Ainda demoraria para sair o resultado. Eu preferia que ficássemos um, dois dias,
para resolver de uma vez. Às onze da noite o resultado exame saiu e foi direto
para as mãos do médico. Ele nos chamou e disse que tínhamos sorte, porque hoje
era o seu dia de plantão e, por isso, poderia assumir a demanda. Vó gemia e
agradecia, espremida, se vendo de dor”. Só assim, confirmado o quadro, mandou
que ela tomasse doses pesadas de analgésico. Em seguida, me chamou no canto e contou:
“Você é um menino responsável… Fique o máximo de tempo que der com a sua
vozinha: ela está com câncer. Não creio que dure muito, mas faremos o possível
para que não sinta dor”. Enquanto vó recebia a medicação, eu varava pelos corredores
do hospital, com as mãos na cabeça, pedindo que Deus me ouvisse; se fosse de
levar “voinha”, que me levasse junto. Morri um pouco a cada dia, nos dezessete
que permanecemos no hospital. Ela foi mandada para casa, para morrer, porque
“nada mais pode ser feito. Sinto muito, João. Seja forte. Você é um menino
ajuizado. Conte comigo em alguma precisão”. Acompanhei a mulher se desmanchar
em casa. Ela tinha uma fraqueza na barriga e se esvaía em sangue. De minha
parte, queria que vó partisse, de uma vez por todas; não aguentava mais vê-la sofrer.
Ela morreu no sétimo dia. Tive de chamar uma vizinha, a Cida, para preparar o
funeral. Foi rápido. Tudo que eu precisava era bolar um plano para sobreviver.

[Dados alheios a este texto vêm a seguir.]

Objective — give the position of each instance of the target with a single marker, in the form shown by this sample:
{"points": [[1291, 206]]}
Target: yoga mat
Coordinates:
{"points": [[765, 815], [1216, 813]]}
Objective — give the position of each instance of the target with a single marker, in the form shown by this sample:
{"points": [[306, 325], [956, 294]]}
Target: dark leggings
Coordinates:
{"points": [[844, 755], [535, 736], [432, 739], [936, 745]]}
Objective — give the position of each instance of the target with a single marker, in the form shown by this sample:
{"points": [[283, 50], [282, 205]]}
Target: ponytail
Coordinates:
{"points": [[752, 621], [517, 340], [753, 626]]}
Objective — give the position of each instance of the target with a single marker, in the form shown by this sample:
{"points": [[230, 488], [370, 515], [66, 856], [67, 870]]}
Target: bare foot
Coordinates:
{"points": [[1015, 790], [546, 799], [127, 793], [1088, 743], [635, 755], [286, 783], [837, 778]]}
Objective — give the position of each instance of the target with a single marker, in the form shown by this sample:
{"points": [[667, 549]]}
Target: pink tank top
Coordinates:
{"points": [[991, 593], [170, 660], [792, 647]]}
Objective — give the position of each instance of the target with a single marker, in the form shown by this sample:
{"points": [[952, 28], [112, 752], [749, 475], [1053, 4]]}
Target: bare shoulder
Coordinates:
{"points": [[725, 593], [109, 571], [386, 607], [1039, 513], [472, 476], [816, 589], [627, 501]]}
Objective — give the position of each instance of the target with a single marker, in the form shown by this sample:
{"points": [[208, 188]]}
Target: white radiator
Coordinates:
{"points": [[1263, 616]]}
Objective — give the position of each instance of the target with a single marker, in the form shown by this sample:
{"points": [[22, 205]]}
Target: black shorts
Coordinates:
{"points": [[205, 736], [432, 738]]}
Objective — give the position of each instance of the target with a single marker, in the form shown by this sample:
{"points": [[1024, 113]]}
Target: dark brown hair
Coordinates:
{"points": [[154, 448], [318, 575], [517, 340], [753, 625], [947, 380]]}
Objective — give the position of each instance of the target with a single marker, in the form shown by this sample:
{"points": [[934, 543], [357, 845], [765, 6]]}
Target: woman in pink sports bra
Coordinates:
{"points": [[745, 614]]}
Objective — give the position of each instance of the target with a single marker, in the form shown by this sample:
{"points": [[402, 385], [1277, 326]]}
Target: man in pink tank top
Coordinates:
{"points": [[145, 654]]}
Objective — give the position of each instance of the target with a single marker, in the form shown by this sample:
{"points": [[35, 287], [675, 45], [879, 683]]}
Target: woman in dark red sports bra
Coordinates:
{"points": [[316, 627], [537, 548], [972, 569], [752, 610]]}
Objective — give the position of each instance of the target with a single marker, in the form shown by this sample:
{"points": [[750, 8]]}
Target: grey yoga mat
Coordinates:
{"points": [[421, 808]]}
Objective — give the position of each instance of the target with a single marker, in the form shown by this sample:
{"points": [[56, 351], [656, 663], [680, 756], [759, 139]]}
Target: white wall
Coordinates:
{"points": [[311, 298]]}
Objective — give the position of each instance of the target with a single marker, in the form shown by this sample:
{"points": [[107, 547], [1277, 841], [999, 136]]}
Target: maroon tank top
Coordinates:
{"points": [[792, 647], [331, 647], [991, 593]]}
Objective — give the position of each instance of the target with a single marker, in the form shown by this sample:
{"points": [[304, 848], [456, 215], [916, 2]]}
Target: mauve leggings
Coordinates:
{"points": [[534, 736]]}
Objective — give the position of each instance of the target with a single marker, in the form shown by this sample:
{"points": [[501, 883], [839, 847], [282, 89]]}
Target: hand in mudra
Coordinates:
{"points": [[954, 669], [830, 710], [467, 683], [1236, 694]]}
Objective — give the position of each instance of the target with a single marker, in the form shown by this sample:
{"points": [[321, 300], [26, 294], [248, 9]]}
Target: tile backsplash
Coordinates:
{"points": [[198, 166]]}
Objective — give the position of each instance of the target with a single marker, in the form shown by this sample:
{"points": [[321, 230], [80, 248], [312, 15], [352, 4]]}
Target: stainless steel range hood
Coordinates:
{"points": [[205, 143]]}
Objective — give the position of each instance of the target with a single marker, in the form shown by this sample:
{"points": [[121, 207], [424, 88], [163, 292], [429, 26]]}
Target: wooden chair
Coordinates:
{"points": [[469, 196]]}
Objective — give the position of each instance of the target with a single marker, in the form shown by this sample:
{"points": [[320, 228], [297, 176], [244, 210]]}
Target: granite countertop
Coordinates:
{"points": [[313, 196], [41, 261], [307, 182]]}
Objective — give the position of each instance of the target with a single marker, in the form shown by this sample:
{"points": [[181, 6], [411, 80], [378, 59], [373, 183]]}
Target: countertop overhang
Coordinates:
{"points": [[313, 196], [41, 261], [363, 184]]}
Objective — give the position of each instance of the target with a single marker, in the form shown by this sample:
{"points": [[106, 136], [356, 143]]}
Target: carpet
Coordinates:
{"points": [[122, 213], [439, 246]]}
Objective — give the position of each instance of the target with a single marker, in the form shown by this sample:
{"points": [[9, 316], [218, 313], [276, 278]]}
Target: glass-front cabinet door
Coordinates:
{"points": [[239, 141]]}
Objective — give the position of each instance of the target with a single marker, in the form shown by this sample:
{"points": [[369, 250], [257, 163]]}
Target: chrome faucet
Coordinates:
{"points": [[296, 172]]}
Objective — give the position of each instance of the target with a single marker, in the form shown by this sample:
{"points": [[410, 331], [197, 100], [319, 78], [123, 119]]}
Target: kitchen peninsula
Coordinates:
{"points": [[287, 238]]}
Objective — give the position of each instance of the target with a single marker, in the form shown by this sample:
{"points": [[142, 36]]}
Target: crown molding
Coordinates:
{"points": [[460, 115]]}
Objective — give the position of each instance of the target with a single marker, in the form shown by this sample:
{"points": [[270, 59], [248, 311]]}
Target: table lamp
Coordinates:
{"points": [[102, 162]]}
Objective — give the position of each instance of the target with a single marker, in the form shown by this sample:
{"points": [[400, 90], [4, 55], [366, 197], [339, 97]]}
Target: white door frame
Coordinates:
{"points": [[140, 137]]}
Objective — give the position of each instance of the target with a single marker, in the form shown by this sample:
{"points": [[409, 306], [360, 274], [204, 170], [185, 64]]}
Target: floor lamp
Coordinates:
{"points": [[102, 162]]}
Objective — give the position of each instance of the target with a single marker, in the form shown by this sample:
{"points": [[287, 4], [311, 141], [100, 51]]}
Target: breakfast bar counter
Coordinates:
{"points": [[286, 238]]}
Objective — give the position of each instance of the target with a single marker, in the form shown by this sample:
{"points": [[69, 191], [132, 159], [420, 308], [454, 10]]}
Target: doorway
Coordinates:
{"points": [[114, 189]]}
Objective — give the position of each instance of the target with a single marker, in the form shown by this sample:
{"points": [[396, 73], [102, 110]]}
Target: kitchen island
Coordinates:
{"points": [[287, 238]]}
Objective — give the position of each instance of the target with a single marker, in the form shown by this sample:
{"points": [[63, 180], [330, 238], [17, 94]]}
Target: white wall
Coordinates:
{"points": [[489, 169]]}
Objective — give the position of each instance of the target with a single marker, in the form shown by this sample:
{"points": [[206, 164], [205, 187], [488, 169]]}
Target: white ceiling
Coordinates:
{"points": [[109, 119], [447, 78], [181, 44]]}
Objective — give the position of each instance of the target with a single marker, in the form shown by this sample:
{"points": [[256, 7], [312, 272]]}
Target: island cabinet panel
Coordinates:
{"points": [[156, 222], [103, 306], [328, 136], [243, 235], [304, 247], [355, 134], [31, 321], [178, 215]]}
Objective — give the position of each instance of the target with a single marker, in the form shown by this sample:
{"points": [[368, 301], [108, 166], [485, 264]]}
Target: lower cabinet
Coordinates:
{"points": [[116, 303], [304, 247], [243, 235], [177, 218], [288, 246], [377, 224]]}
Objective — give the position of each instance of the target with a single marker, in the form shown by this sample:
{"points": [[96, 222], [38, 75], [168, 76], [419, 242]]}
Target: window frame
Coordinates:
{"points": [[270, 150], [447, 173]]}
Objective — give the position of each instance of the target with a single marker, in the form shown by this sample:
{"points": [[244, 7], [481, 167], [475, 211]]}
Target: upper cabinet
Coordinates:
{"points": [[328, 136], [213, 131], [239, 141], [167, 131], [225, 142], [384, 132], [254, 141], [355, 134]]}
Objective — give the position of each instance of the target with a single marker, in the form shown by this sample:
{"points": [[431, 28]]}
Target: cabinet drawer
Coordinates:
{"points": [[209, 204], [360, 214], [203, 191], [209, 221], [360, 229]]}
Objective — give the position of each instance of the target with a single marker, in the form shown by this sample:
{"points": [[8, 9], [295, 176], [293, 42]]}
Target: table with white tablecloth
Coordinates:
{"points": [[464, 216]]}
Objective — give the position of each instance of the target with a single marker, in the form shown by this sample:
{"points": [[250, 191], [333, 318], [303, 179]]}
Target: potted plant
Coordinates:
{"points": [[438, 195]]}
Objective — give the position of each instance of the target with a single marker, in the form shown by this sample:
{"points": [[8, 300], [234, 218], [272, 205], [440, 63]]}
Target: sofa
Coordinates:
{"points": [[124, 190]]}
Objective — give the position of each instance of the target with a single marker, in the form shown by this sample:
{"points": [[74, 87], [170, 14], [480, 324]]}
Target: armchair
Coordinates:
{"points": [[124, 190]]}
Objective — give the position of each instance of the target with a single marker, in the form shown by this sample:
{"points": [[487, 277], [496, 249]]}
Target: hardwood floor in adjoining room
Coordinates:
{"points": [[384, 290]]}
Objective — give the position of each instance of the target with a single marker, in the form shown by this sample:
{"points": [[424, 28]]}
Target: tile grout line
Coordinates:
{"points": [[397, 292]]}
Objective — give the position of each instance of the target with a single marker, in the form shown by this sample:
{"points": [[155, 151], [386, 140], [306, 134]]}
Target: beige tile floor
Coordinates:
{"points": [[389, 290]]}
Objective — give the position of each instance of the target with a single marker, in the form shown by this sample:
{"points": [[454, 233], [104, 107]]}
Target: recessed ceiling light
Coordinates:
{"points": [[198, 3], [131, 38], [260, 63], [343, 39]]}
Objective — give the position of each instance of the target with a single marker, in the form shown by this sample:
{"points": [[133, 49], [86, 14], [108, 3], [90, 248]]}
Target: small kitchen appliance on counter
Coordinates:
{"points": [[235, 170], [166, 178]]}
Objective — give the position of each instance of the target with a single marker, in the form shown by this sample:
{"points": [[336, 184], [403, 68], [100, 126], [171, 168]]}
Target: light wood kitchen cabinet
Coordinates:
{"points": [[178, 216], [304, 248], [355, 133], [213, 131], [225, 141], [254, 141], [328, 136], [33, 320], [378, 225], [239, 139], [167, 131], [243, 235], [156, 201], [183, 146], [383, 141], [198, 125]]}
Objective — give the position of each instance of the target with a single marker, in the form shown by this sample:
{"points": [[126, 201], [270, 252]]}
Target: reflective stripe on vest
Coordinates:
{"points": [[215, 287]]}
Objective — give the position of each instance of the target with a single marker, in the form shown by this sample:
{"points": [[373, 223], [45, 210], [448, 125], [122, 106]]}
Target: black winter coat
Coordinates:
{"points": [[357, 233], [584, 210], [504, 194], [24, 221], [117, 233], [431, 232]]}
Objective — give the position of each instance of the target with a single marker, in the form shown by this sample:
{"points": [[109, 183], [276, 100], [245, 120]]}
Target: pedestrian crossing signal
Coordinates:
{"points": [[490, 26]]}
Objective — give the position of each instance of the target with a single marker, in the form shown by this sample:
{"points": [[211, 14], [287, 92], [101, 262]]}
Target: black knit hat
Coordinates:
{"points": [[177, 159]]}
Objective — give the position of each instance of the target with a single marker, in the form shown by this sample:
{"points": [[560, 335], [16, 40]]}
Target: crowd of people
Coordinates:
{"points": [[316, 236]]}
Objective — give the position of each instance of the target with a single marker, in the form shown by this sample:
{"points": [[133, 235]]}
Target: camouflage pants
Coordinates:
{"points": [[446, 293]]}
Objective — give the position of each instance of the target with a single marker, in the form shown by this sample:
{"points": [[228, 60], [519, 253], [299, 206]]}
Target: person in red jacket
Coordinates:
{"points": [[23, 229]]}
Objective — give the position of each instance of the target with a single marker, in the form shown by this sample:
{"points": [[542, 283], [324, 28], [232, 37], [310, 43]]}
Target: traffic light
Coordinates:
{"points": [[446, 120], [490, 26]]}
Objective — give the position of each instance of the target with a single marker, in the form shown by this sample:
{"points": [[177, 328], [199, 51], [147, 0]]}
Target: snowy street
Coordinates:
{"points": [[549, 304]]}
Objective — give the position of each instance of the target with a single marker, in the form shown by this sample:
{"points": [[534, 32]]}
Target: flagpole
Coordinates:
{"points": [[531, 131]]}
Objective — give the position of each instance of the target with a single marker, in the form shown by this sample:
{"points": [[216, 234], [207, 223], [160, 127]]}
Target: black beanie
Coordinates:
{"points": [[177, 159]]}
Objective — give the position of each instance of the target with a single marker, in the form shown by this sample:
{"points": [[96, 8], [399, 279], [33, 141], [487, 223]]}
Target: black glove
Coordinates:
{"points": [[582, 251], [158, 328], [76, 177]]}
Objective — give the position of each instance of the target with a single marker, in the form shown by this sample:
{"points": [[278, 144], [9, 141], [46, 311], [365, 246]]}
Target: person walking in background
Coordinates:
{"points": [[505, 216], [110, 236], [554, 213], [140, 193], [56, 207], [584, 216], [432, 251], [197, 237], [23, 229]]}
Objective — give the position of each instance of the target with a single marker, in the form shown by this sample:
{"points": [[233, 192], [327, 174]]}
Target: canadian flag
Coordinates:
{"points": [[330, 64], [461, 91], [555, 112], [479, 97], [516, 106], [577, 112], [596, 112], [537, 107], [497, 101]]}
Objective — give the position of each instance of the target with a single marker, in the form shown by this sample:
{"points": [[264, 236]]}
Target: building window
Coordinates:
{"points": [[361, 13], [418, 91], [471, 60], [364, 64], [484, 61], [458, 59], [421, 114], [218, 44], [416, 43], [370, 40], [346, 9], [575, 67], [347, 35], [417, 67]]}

Cida prometeu que, enquanto pudesse, me daria um prato de comida por dia; não
mais, pois não podia. Nunca me escorei. Primeiro, comprei umas frutas, com um
dinheirinho que vó guardava, e fui vender nos sinais. Aprendi a ser paciente, a
ter humildade e a saber conquistar. Alguns compravam por pena, dava para ver;
outros, para se verem livres da minha cara de abandono. Nunca fingi. Usei
somente a arte a meu favor. Pouco tempo depois conheci a Jana – Janaína Santos
–, uma puta atriz, que me chamou para acompanhá-la nos seus eventos. Ficamos
amigos e logo ganhei a sua confiança. Subi ao palco pela primeira vez em 02 de
maio de 2003. De lá para cá, muita emoção e suor. Hoje, vivo dignamente na
mesma casinha de vó, para não me apartar de seu cheiro, de suas lembranças.
Tenho certeza: ela, divina, providenciou as melhores oportunidades. Claro, é um
dom, mas também é querer muito viver.